Pradyumna: Vertaling - Daarna verzocht Heer Brahmā Prahlāda Mahārāja, die heel dicht bij hem stond: "Mijn lieve zoon, Lord Nṛsiṁha-deva is heel boos op je demonische vader. Ga alsjeblieft naar voren en kalmeer de Heer."

Prabhupāda:

prahrādaṁ preṣayām āsa
brahmāvasthitam antike
tāta praśamayopehi
sva-pitre kupitaṁ prabhum
(SB 7.9.3)

Dus Nṛsiṁha-deva was heel erg boos. De atheïstische categorie mensen, die niet weten wat de aard is van de Allerhoogste Persoonlijkheid Gods, zij zullen zeggen: "Waarom zou God boos worden?" Dus God, waarom zou Hij niet boos zijn? God moet alles hebben; hoe is Hij anders een complete God? Pūrṇam. De woede is ook een eigenschap van het leven. De steen wordt niet boos, want hij is een steen. Maar elk levend wezen wordt boos. Dat is een kwaliteit. En waarom zou God niet boos zijn? Ze beelden zich God in, ze hebben geen enkel werkelijk begrip van God. Ze beelden zich in dat: "God moet zo zijn. God moet geweldloos zijn. God moet heel vredig zijn." Waarom? Vanwaar komt de woede? Het komt van God. Anders bestaat woede niet. Alles is er. Janmādy asya yataḥ (SB 1.1.1). Dat is de definitie van Brahman. Alles waar we ervaring mee hebben en alles waar we geen ervaring mee hebben. We hebben niet overal ervaring mee.

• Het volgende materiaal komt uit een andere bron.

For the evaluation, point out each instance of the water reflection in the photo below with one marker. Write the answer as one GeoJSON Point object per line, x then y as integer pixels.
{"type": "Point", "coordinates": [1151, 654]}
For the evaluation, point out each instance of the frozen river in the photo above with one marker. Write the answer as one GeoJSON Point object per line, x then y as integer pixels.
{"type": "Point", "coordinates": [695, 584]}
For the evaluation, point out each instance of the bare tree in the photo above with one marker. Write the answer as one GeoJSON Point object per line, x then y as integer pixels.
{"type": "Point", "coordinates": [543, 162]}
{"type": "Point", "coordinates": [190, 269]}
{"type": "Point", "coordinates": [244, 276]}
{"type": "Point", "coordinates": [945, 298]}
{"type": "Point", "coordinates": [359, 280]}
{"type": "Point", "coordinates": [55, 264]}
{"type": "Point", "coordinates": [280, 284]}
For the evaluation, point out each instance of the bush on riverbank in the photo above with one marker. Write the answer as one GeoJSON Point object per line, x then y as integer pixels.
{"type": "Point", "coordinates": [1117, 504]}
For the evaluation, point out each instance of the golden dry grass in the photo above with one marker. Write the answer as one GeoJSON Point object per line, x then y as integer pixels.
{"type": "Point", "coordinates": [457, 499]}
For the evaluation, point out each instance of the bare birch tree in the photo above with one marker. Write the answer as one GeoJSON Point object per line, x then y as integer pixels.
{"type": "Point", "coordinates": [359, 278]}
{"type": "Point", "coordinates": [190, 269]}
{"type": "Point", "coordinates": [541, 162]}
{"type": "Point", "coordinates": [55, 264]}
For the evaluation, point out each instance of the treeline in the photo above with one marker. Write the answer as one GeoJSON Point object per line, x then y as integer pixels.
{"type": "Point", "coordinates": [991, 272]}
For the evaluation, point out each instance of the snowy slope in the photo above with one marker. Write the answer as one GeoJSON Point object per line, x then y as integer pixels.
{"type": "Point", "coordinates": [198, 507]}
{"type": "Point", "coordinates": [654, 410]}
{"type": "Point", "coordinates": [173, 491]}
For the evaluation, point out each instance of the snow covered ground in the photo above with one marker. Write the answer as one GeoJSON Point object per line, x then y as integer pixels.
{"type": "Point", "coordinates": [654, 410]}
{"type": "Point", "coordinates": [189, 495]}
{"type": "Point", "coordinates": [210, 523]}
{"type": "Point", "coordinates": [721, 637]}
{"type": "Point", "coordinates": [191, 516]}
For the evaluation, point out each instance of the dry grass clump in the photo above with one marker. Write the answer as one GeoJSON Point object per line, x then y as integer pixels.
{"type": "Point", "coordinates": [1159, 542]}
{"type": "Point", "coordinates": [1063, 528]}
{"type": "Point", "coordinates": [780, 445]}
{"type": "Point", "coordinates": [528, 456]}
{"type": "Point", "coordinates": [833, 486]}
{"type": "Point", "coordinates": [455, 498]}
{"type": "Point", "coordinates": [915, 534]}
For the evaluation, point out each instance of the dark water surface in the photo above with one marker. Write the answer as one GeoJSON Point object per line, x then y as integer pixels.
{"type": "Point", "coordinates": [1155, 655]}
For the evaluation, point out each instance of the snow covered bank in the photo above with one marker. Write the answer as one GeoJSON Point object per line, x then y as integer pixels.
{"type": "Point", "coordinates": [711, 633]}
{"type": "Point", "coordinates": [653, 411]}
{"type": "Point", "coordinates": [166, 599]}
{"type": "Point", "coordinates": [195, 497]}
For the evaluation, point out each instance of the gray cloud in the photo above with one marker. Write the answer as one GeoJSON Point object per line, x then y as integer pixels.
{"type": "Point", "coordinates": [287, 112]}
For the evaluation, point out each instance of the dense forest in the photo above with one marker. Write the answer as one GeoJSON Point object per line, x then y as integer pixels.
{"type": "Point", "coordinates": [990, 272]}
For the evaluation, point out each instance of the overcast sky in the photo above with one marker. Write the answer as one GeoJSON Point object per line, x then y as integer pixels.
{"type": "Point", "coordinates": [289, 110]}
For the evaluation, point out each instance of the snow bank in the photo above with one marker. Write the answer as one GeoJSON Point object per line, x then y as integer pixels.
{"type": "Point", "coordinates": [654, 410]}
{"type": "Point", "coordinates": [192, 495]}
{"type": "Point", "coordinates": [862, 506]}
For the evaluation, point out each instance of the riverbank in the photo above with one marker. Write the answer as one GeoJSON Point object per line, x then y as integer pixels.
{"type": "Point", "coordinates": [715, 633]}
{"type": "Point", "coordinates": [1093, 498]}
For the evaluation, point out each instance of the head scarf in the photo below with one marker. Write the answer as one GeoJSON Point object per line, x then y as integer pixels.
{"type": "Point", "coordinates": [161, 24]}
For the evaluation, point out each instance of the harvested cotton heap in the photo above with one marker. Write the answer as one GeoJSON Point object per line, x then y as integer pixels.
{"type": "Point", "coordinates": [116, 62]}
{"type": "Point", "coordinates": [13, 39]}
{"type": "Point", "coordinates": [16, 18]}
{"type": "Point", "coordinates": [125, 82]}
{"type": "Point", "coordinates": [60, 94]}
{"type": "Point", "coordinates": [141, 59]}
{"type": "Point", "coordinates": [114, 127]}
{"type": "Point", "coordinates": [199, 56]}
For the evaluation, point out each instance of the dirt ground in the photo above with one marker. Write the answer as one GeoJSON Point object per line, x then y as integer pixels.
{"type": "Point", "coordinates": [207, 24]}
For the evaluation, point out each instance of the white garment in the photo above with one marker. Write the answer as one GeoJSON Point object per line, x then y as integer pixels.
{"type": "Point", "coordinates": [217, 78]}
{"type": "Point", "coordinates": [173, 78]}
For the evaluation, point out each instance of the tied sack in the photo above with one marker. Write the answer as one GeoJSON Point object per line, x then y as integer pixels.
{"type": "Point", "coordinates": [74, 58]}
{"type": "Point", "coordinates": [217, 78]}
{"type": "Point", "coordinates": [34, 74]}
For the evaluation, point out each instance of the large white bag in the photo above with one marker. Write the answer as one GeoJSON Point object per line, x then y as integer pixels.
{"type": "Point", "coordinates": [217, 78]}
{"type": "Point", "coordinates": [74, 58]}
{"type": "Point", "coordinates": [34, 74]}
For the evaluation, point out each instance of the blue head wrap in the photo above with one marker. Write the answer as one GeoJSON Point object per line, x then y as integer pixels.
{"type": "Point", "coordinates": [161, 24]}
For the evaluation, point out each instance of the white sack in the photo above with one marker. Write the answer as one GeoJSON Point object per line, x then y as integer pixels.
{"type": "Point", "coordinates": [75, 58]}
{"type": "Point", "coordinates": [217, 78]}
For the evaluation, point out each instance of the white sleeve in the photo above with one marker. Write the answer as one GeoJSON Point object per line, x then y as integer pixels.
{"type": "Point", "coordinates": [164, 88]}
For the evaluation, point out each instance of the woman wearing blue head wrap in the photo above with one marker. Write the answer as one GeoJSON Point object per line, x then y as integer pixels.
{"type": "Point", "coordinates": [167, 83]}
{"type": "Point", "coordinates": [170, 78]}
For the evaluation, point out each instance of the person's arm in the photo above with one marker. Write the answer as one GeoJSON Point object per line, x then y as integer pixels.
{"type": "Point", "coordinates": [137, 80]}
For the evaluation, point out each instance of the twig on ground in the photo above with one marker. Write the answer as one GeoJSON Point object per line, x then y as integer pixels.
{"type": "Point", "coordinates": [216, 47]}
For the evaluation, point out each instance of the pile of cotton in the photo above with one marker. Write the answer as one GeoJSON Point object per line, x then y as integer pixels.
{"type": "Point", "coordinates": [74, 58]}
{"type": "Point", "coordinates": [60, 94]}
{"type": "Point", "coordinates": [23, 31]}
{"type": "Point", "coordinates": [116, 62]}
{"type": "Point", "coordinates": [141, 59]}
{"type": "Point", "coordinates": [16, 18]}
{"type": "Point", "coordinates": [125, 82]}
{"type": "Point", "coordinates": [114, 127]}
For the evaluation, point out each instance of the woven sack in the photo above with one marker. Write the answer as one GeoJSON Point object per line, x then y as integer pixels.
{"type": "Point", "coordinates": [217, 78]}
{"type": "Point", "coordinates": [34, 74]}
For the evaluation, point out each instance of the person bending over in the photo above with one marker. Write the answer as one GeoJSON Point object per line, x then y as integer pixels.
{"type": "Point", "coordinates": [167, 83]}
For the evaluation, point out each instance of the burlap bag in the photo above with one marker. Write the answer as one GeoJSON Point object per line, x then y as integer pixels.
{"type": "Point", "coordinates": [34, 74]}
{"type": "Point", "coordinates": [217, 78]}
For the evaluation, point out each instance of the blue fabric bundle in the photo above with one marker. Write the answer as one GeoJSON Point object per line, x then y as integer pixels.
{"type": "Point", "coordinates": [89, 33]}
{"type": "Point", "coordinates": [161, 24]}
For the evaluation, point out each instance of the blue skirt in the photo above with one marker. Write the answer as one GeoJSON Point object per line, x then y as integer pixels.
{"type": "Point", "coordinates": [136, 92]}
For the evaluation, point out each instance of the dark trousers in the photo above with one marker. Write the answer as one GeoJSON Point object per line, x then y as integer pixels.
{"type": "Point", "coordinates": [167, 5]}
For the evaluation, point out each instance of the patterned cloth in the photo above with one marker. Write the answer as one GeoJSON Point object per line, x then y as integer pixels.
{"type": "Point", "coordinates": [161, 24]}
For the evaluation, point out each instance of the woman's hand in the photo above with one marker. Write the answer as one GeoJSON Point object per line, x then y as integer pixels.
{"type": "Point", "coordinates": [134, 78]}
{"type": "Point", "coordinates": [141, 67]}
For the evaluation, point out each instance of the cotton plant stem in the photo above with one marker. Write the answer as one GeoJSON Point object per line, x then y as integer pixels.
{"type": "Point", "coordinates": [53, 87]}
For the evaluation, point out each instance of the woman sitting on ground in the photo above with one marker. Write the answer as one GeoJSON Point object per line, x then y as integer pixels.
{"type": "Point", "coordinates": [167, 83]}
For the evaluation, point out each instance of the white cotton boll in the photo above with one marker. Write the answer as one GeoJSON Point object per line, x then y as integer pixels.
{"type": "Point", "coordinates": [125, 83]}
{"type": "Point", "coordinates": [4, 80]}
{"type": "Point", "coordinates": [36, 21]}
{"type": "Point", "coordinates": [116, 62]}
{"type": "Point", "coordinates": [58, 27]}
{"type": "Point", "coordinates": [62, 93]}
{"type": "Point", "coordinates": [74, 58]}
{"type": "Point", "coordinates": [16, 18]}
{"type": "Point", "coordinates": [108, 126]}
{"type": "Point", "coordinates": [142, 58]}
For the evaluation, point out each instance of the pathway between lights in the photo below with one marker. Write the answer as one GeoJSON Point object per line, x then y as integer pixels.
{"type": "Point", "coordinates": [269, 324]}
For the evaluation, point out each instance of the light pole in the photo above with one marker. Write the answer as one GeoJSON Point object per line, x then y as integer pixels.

Net als over Nṛsiṁha-deva wordt gezegd dat Lakṣmī ook geen ervaring had dat de Heer half leeuw, half mens kan worden. Zelfs Lakṣmī, wat te zeggen van anderen. Lakṣmī is een constante metgezel van de Heer. Dus wordt er gezegd, aṣruta. Wat is dat? Adṛṣṭa aṣruta pūrvatvāt. Ze werd bang omdat ze nog nooit zo'n gigantische gedaante; half leeuw, half mens, heeft gezien. God heeft zoveel vormen: advaita acyuta anādi ananta-rūpam (Bs. 5.33). Ananta-rūpam; toch, advaita. Dus in de Bhāgavata staat dat Gods incarnaties net zo zijn als de golven van de rivier of de zee. Niemand kan ze tellen. Je zal moe worden als je het aantal golven wilt tellen. Het is onmogelijk. Dus Gods incarnaties zijn er net zoveel als er golven zijn. Dus je kan de golven niet tellen, daarom kan je niet begrijpen hoeveel incarnaties Hij heeft. Zelfs Lakṣmī en zelfs Anantadeva weten het niet.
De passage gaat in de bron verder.